OpenAI has launched group chats for ChatGPT, letting up to 20 users collaborate with the AI in a shared conversation across all plan tiers.
OpenAI is rolling out group chats to ChatGPT.
The feature, which briefly piloted in select regions earlier this month, is now launching globally for all logged-in users across Free, Go, Plus and Pro plans, and will let up to 20 people collaborate with the AI.
OpenAI has said group chats are designed for everything from planning trips to co-writing outlines or settling debates with an impartial AI referee.
Creating one is simple: tap the people icon in the corner of any chat, and ChatGPT will spin up a new group thread while keeping your original conversation private.
Members join via a shareable link, and the first time you participate, you’ll be prompted to set a name, username and profile photo so others can easily identify you.
OpenAI has said group chats are powered by GPT-5.1 Auto, which chooses the best available model for each reply based on the participants’ plan tiers.

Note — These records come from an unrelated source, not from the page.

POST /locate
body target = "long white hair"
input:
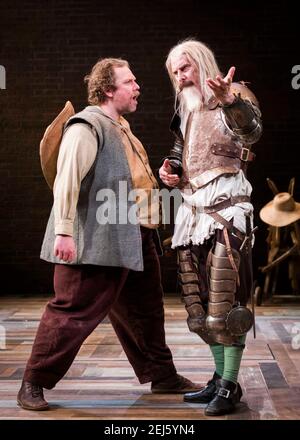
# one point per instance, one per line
(201, 57)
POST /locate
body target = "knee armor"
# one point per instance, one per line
(226, 320)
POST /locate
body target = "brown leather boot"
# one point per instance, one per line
(31, 397)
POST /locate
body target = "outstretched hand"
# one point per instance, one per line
(221, 87)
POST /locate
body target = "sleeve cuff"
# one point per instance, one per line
(64, 228)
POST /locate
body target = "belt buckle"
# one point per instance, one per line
(245, 154)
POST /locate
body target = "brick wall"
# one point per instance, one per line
(48, 47)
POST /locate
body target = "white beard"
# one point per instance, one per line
(191, 98)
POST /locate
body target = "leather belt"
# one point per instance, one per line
(221, 205)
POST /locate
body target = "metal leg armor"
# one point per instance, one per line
(226, 320)
(191, 294)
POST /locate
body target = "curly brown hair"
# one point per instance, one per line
(102, 79)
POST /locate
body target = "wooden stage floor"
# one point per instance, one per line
(101, 383)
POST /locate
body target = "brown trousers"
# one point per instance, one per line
(84, 296)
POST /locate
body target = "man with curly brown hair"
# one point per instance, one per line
(104, 266)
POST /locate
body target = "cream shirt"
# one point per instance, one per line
(77, 154)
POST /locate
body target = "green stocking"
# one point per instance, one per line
(218, 354)
(232, 361)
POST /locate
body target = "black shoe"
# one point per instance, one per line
(31, 397)
(206, 394)
(227, 395)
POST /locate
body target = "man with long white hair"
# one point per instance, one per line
(215, 123)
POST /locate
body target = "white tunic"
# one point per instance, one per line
(195, 228)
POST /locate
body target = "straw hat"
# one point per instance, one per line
(49, 145)
(281, 211)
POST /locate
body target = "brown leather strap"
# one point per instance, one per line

All the usual ChatGPT tools are supported – search, file uploads, image generation, and dictation – and rate limits only apply when ChatGPT itself responds.
The company has also taught ChatGPT new “social behaviours,” including when to speak up and when to stay silent, emoji reactions, and the ability to reference profile photos when generating personalised images.
You can force a reply at any time by tagging “ChatGPT”.
OpenAI has stressed privacy is a major focus, as group chats don’t use your personal memory, and no new memories are created from them.
Users can mute notifications, customise ChatGPT’s behaviour per group, or leave at any time, and under-18 users automatically get stricter content filtering.
OpenAI frames group chats as the first step toward richer shared experiences – making ChatGPT not just a personal assistant, but a collaborative one.